Considering that in the two financial years under review, a combined quantum of 12,806,077 infringement notices were issued, and that the previously reported "payment rate at all stages" was 14.5%, this means that 85.5%, or 10,949,196 infringement notices were not paid.
One can't simply ignore the fact that the AARTO Act caters for the cancellation of infringement notices where successful driver nominations and representations are made, combined with the fact that some people elect to be tried in court and may still be awaiting a summons, but from the annual reports of the RTIA, it can be determined that a relatively low percentage of infringement notices are dealt with by means of representation or election to be tried in court.
In fact, in 2013/14, 153,920 representations were made and in 2014/15, 132,962 where made and this represents a mere 2.27% and 2.21% respectively of the infringement notices issued. Elections to be tried in court in those years were 55,815 (0.82%) in 2013/14 and 200,195 (3.32%) in 2014/15. Driver nominations in the same period were 153,920 (2.21%) in 2013/14 and 132,962 (2.21%) in 2014/15.
So let's be generous and say that all representations would have been successful (which they were not) and say that 7.80% of all infringement notices are in fact dealt with in a manner other than paying them or ignoring them entirely.
That means that of the 12,806,077 infringement notices issued in the two years under review, 22.30% of them would have been dealt with in one way or another. This in turn means that 77,70% of them were not, leaving us with 9,950,322 infringement notices which should have, by law, ultimately become enforcement orders.
A combined 1,018,438 courtesy letters and 639,980 enforcement orders were issued in the two-year period under review. This in turn demonstrates that courtesy letters were only issued against a mere 10.24% of all infringement notices which were not dealt with, and of the courtesy letters issued, a mere 62.83% of them became enforcement orders.
Nowhere in the AARTO Act or its Regulations is the RTIA or its Registrar granted the latitude to selectively apply the provisions contained therein. To the contrary, the words "must" and "shall" are peremptory words, meaning that where they appear, there is no discretionary power afforded to anyone or anything to do otherwise.

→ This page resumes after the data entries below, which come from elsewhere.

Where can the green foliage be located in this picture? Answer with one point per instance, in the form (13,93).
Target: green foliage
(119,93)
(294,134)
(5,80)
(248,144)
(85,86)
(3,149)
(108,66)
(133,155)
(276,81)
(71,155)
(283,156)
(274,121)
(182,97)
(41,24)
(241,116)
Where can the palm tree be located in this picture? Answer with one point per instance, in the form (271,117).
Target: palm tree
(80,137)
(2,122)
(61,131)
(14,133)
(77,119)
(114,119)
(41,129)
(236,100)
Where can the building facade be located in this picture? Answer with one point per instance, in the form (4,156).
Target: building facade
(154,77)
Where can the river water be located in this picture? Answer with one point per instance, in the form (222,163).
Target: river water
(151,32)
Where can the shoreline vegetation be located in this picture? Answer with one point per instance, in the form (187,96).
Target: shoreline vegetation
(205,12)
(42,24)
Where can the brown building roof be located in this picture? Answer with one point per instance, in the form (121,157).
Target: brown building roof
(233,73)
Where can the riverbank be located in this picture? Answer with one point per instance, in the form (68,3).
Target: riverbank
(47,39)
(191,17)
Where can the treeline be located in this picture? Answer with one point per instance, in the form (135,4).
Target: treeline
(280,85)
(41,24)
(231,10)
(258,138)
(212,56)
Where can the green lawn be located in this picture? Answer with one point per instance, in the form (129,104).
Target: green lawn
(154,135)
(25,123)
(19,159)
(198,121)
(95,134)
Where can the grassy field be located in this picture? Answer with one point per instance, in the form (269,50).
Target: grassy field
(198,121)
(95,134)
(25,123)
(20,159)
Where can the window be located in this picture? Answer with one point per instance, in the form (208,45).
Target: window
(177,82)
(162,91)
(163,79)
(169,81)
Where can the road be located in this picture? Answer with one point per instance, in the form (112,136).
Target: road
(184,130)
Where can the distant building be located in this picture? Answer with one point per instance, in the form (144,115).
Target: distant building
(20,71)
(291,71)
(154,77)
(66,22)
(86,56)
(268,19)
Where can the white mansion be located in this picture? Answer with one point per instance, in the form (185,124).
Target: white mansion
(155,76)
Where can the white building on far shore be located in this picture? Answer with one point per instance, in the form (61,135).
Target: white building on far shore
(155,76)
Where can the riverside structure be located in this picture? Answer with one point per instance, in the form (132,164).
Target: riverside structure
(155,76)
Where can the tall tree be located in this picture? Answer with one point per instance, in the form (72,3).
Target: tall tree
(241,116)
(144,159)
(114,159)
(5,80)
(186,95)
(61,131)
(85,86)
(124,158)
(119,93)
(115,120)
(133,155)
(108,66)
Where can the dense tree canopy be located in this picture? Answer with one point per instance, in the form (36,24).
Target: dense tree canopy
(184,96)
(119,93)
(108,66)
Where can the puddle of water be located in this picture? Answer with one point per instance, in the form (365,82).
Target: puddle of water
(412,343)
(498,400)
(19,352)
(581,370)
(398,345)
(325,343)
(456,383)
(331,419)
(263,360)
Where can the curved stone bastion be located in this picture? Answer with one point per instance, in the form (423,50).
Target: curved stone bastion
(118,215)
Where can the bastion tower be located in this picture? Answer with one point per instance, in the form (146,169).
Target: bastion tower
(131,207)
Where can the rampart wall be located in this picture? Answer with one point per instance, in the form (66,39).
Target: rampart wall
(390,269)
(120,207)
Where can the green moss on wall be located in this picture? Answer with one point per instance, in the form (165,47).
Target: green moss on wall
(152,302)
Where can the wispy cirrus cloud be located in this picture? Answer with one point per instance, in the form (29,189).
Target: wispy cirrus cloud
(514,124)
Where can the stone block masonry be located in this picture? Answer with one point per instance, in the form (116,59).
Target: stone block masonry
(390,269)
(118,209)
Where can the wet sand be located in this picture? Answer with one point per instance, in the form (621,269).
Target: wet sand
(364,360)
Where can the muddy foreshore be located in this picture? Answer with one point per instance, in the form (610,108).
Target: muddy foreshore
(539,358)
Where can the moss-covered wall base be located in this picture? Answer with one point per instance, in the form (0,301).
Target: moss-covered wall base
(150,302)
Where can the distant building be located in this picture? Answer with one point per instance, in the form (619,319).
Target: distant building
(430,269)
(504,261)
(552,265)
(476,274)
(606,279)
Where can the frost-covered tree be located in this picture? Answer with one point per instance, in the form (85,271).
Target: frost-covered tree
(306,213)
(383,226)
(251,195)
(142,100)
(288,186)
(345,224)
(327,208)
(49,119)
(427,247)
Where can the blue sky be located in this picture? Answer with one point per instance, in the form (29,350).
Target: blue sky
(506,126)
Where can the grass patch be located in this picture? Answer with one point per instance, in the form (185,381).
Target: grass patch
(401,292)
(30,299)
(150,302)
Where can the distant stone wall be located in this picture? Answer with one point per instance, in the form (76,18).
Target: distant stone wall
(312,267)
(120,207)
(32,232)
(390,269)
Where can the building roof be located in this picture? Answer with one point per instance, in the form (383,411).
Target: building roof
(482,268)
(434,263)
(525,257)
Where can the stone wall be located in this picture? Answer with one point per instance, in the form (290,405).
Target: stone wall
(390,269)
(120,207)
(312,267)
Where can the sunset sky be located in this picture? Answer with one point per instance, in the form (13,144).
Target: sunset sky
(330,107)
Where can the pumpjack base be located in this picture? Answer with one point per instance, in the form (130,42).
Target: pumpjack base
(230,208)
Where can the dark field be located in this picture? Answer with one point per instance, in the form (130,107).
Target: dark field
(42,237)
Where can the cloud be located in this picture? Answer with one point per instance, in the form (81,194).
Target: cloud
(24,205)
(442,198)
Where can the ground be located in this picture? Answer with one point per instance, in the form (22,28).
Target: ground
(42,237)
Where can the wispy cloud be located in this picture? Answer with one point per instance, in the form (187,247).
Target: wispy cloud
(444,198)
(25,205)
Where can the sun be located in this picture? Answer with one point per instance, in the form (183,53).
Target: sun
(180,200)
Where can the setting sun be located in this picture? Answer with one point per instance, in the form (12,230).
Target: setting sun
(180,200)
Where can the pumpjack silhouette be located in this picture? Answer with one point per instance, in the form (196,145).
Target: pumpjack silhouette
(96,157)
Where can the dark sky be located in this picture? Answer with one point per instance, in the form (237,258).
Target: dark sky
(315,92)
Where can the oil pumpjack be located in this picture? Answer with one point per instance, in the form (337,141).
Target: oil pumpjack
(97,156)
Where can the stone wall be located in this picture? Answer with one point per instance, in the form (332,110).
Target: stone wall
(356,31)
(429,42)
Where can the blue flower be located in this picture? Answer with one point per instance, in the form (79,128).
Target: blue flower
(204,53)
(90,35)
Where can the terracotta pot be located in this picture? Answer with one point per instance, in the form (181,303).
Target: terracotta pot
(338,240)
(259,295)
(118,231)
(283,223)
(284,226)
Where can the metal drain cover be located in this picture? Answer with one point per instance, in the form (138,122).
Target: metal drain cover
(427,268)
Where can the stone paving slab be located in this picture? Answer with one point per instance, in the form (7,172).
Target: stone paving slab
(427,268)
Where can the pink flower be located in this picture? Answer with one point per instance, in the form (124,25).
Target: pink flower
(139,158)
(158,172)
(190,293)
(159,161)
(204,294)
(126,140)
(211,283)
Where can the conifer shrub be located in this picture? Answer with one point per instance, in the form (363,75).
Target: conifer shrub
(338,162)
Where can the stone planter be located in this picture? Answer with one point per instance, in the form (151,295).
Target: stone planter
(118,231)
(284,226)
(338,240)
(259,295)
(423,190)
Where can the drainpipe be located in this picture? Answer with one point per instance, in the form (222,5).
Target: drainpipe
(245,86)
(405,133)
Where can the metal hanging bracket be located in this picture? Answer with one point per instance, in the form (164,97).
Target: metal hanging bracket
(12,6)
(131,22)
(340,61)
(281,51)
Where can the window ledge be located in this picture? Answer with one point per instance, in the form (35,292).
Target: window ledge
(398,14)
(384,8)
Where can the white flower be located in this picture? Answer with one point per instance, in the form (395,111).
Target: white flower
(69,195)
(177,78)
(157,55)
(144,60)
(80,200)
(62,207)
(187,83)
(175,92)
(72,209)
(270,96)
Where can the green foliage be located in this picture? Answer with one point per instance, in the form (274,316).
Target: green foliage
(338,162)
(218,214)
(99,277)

From the foregoing, all of which comes from the RTIA's own annual reports which have been audited by the Auditor General before the Minister of Transport tabled them before Parliament, thereby purporting them to be a true and factual account of the RTIA's operations, it is my assertion that if anyone owes anyone anything to anyone, it is the RTIA which owes the issuing authorities, MEC Ismail Vadi, Minister Dipuo Peters, the minibus taxi industry and most importantly, the law abiding public an explanation as to why it has unlawfully and selectively applied the prescripts of the AARTO Act.
I don't know exactly what it is that the likes of the Chief Operating Officer of the Road Traffic Infringement Agency, Thabo Tsholetsane and Guateng Transport MEC, Ismail Vadi are trying to achieve in making such shocking revelations but it should be abundantly clear to any logical thinking person that they are again trying to shift the focus and blame off the authorities and onto motorists, and in this case, the minibus taxi industry they don't in reality enforce the law against.
It is further my contention that had all of the law enforcement agencies simply stuck to the prescribed provisions of the AARTO Act instead of choosing to experiment with ways in which to circumvent them, not only would they have seen a dramatically higher payment rate for traffic fines, but we all would have experienced an improvement in the driving habits of motorists in Johannesburg and Tshwane, simply because delinquent motorists would have been held accountable for their actions.